The annual Wildlife Photographer of the Year Competition brings together the finest nature pictures taken internationally and, by showcasing these outstanding images, celebrates the beauty, wonder, and importance of the natural world. The Competition is organized by BBC Wildlife Magazine and The Natural History Museum, London.


When the competition began in 1964 it had only three categories: Mammals, Birds, and Other Animals. The 500 entries received in that first year pale in comparison to the 18,000 regularly received in recent years. Those early entries were mainly record photographs, documentary in style, whereas today a clear shift in emphasis has occurred with wildlife photographers looking at the natural world with far more artistic eyes.
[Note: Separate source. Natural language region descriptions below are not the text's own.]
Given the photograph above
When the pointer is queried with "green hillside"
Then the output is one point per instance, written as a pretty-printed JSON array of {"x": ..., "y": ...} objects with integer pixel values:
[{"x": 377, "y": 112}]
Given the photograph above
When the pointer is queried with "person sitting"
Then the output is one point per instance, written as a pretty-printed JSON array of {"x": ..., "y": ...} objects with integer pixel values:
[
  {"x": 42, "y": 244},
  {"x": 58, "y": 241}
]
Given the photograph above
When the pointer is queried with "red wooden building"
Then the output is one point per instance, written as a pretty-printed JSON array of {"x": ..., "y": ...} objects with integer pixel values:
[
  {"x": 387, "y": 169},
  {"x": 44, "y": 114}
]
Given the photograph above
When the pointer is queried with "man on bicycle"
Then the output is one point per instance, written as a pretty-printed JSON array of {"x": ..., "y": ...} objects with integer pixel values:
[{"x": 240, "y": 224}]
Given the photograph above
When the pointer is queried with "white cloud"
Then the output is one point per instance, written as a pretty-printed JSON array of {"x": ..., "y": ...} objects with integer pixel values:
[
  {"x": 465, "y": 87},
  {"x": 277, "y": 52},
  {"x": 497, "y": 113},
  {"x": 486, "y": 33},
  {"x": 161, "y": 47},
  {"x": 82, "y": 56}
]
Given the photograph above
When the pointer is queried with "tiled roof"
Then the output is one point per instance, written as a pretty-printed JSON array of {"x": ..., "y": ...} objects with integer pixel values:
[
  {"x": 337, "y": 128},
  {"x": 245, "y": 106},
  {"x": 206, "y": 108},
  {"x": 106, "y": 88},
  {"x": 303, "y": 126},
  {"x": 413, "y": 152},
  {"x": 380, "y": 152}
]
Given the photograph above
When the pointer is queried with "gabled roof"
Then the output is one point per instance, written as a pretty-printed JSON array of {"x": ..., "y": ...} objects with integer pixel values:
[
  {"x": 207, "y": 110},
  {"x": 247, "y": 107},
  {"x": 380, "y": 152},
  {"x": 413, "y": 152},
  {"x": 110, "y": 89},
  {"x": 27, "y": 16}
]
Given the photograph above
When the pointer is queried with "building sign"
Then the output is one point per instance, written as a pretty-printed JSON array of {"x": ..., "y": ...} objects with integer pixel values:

This shift has, in part, been credited to the competition, which dramatically extended its scope in 1981, when BBC Wildlife Magazine decided not only to find new photographers but also to raise the status of wildlife photography. Aesthetics were added to the main judging criteria, and an emphasis was placed on photographs taken under wild and free conditions. The range of categories was also extended and the competition opened up to young people, aged 17 or under, to inspire a new generation of photographers. However, the public profile of the competition remained low. In 1984, the partnership between The Natural History Museum and BBC Wildlife Magazine was formed and the competition began to capture the public's imagination. With a high-profile exhibition at the museum, thousands of people were now able to see the photographs in their full glory. The partnership also led to the development of a full gala awards ceremony, with category winners flown in from around the world. For the first time, the world's best wildlife photographers were provided with a grand stage on which to showcase and celebrate their achievements.

As the brand grew, international interest and participation continued to increase and the competition matured from its largely UK-focused origins to its current status as the largest and most prestigious competition of its kind in the world. The competition is now an eagerly anticipated event for hundreds of thousands of people around the world. The competition Web site showing the winning entries received over four million hits from 64 countries in the first month following the awards announcement in 2001. The exhibition now tours the world and has visited more than 38 countries, including the USA, Brazil, Spain, Australia, UAE, China, and Morocco, and is a regular event in many museums, galleries, zoos, science centers, and other venues across the globe.

With each passing year the standard of photography continues to rise, and audiences both old and new are captivated by this spectacular celebration of the world's best wildlife photography. Across arid deserts, over soaring mountains, through dense tropical forests, and out into the open oceans, these images are not just pictorial ambassadors for our natural world but also show the artistic perfection, technical expertise, and natural beauty captured in a moment of brilliance by the photographers. The competition simply celebrates that brilliance and shows it to the world.